La campagna per il referendum costituzionale si avvia verso le sue fasi finali, e come spesso accade il veleno sta nella coda.
La comunicazione messa in campo negli ultimi giorni dal Presidente Renzi ha assunto, infatti, i toni del grottesco.
La continua ambivalenza del suo messaggio ha fatto entrare la sua traiettoria in pieno avvitamento, e come abbiamo già sottolineato, appare ormai aggrapparsi disperatamente a ogni trovata gli salti in mente pur di recuperare il terreno che evidentemente sente di aver perso in una corsa referendaria che avrebbe dovuto (secondo le sue stesse affermazioni iniziali) stravincere.
E allora ci capita a giorni alterni di vedere un Renzi garante della stabilità fare appello al voto per il sì per “fermare il populismo”, e un Donald (nel senso di Trump, anche se i pasticci fanno pensare anche a Donald Duck) Renzi fare appello a leghisti e grillini (parole sue) perché votino sì nel rispetto della loro storia fatta di “Roma Ladrona” e “Vaffa Day”, storia che evidentemente lui vuole incarnare grazie al suo taglio delle poltrone e a quello di 500 milioni ai costi della politica che intende spendere per ricercatori e infermieri.
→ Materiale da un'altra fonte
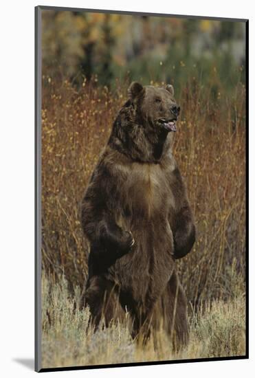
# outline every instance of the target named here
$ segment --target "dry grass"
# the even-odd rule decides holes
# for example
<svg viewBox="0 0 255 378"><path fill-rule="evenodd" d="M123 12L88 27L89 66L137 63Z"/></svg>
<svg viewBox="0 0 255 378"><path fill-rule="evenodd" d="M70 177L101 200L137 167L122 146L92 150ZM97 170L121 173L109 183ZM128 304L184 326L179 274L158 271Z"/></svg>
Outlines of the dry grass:
<svg viewBox="0 0 255 378"><path fill-rule="evenodd" d="M87 272L79 203L126 86L109 93L95 82L84 82L79 90L59 82L43 78L42 253L44 274L50 277L43 284L44 366L175 358L163 342L160 355L140 351L120 326L85 335L87 314L72 313L67 291L74 298ZM192 252L178 263L192 330L181 358L244 353L245 95L241 84L230 98L217 85L212 96L212 88L193 80L177 96L182 110L175 155L197 229ZM46 309L56 316L51 325Z"/></svg>
<svg viewBox="0 0 255 378"><path fill-rule="evenodd" d="M126 324L112 325L93 333L89 311L74 311L80 289L70 298L65 278L58 282L43 278L43 367L123 364L212 357L244 355L245 312L243 296L225 303L217 300L190 317L188 347L174 353L166 335L157 334L158 348L141 347Z"/></svg>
Dice Renzi “E’ demagogia, ma è la verità”.
Caro Presidente, è vero solo a metà: si tratta certamente di demagogia, ma è tutt’altro che la verità.
Non solo perché secondo la stessa Ragioneria dello Stato, gli unici risparmi accertati sarebbero di meno di 60 milioni, con i quali lei potrebbe finanziare ricercatori e infermieri con ben 10 euro ciascuno, ma persino questa promessa ridicola è del tutto indimostrabile e per nulla legata alla riforma, l’ennesima (minuscola) cambiale in bianco che il premier chiede disperatamente a tutti di firmare, dopo aver portato avanti una campagna in cui ha promesso che con il sì avremmo bollette più basse, cureremmo più efficacemente il cancro e avremmo persino treni più efficienti (non se l’è sentita di promettere che arriverebbero in orario).
Per altro, nel fermo immagine lei afferma che nei prossimi vent’anni se si vota no non si potrebbero ridurre i costi della politica. Dipende. Se rimane lei, come dimostrato nei tre anni in cui è stato a capo di maggioranza e governo, è molto difficile, dal momento che ha inventato spese che non c’erano, come il suo famoso aereo presidenziale, e si è opposto alla riduzione degli “stipendi” dei parlamentari.
La sua versione rassicurante e centrista di Presidente del Consiglio (il Pierferdinando Renzi, chiamiamolo) non dice cose molto più vere. Non solo perché i suoi atteggiamenti antieuropeisti e la sua politica economica nei riguardi del bilancio dello Stato sono ben poco rassicuranti, ma anche perché con il suo trumpismo d’accatto dei giorni dispari lei è tutt’altro che un argine al populismo: è un apripista.
Dovesse vincere, infatti, non sappiamo dove ci condurrà l’hybris di un politico a cui piace raccontarsi statista mentre dimostra di essere pronto a tutto pur di conservare il suo posto, ma siamo piuttosto sicuri che se il grande treno (sempre in orario) delle sue riforme dovesse per caso deragliare (come appare probabile) è perché, come ripetuto fin troppe volte, c’è già in questo Paese chi è molto più bravo e più credibile di lei nel fare leva sulle debolezze e sugli istinti peggiori che albergano in una parte di noi, e queste figure non hanno certo bisogno della pubblicità gratuita che il governo e la maggioranza parlamentare stanno regalando loro quotidianamente.